Find the value of sinA·sin(60°−A)·sin(60°+A)?

Problem: Find the value of \( \sin A \cdot \sin(60^\circ - A) \cdot \sin(60^\circ + A) \)

A) \( \sin 3A \)

B) \( \frac{\sin 3A}{2} \)

C) \( \frac{\sin 3A}{4} \)

D) None of the above

Detailed Solution

We need to simplify \( \sin A \cdot \sin(60^\circ - A) \cdot \sin(60^\circ + A) \).

Step 1: Use the identity \( \sin(P + Q)\sin(P - Q) = \sin^2 P - \sin^2 Q \):

\[ \begin{align*} \sin(60^\circ + A)\sin(60^\circ - A) &= \sin^2 60^\circ - \sin^2 A \\ &= \left(\frac{\sqrt{3}}{2}\right)^2 - \sin^2 A \\ &= \frac{3}{4} - \sin^2 A \end{align*} \]

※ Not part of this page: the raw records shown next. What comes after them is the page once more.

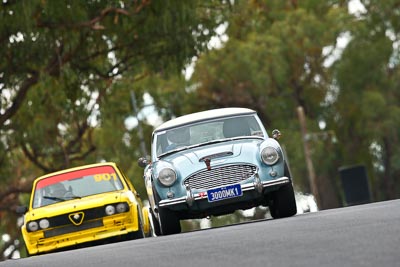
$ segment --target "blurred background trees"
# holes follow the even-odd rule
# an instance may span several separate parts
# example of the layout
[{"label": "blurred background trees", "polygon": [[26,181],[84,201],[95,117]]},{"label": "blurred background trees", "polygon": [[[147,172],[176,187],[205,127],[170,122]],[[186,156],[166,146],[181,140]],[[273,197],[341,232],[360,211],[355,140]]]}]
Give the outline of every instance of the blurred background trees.
[{"label": "blurred background trees", "polygon": [[14,210],[32,180],[67,167],[115,161],[145,198],[138,123],[149,151],[161,121],[228,106],[281,130],[295,188],[310,193],[303,107],[321,209],[344,204],[338,168],[354,164],[367,167],[374,201],[398,198],[398,9],[395,0],[2,1],[0,234],[18,239]]},{"label": "blurred background trees", "polygon": [[181,75],[228,10],[214,0],[2,1],[0,233],[19,235],[14,210],[51,171],[115,161],[145,196],[139,140],[125,126],[130,91],[141,106],[140,80]]}]

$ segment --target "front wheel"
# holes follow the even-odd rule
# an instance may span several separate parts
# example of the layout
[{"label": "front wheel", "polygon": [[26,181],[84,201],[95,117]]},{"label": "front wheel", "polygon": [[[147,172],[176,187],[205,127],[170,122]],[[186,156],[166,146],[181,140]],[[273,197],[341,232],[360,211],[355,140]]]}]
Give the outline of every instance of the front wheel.
[{"label": "front wheel", "polygon": [[173,211],[167,208],[159,208],[158,217],[162,235],[172,235],[181,232],[179,218]]},{"label": "front wheel", "polygon": [[[153,190],[155,192],[155,190]],[[181,223],[175,212],[168,208],[160,207],[160,196],[155,193],[154,200],[158,206],[158,224],[160,227],[161,235],[173,235],[181,232]],[[154,216],[154,214],[152,214]],[[156,222],[156,221],[155,221]],[[158,235],[156,231],[156,235]]]},{"label": "front wheel", "polygon": [[144,238],[143,229],[139,229],[136,232],[130,232],[126,235],[127,240],[135,240],[135,239],[141,239],[141,238]]},{"label": "front wheel", "polygon": [[274,219],[290,217],[297,213],[292,183],[283,185],[272,193],[269,210]]}]

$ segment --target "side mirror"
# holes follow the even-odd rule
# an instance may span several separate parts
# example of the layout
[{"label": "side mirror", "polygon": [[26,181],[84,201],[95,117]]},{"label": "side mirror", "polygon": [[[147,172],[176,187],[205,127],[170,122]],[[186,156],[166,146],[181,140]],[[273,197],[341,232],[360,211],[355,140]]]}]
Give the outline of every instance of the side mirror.
[{"label": "side mirror", "polygon": [[139,167],[145,168],[147,165],[149,165],[150,161],[146,158],[139,158],[138,159],[138,165]]},{"label": "side mirror", "polygon": [[272,138],[274,138],[275,140],[281,138],[281,135],[281,131],[279,131],[278,129],[272,131]]},{"label": "side mirror", "polygon": [[20,215],[24,215],[27,211],[28,211],[28,207],[27,207],[27,206],[18,206],[18,207],[15,209],[15,212],[16,212],[17,214],[20,214]]}]

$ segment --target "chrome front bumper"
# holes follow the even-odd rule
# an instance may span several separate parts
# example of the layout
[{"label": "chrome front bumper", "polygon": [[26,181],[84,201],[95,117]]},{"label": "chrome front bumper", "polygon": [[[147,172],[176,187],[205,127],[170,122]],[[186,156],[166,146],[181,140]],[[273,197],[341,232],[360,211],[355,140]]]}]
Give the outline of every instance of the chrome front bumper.
[{"label": "chrome front bumper", "polygon": [[[259,193],[262,193],[263,189],[266,187],[276,186],[276,185],[284,185],[290,183],[290,179],[288,177],[281,177],[275,180],[269,181],[261,181],[258,175],[254,177],[253,183],[242,184],[242,192],[256,190]],[[192,190],[189,187],[186,187],[186,196],[174,199],[164,199],[159,202],[160,207],[168,207],[174,206],[182,203],[186,203],[189,206],[193,205],[194,201],[202,200],[207,198],[207,191],[193,194]]]}]

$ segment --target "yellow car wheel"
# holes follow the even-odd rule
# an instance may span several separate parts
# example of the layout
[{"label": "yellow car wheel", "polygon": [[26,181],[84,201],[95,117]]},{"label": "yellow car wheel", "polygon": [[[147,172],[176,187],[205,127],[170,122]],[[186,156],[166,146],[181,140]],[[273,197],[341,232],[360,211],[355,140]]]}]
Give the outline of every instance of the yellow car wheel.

Step 2: Multiply by \( \sin A \):

\[ \sin A \left(\frac{3}{4} - \sin^2 A\right) = \frac{3}{4}\sin A - \sin^3 A \]

Step 3: Factor out \( \frac{1}{4} \sin A \):

\[ \frac{1}{4} \sin A (3 - 4\sin^2 A) \]

Step 4: Recognize the triple-angle identity \( \sin 3A = 3\sin A - 4\sin^3 A \):

\[ \frac{1}{4} \sin 3A \]

Thus, the value is \( \frac{\sin 3A}{4} \), making option C correct.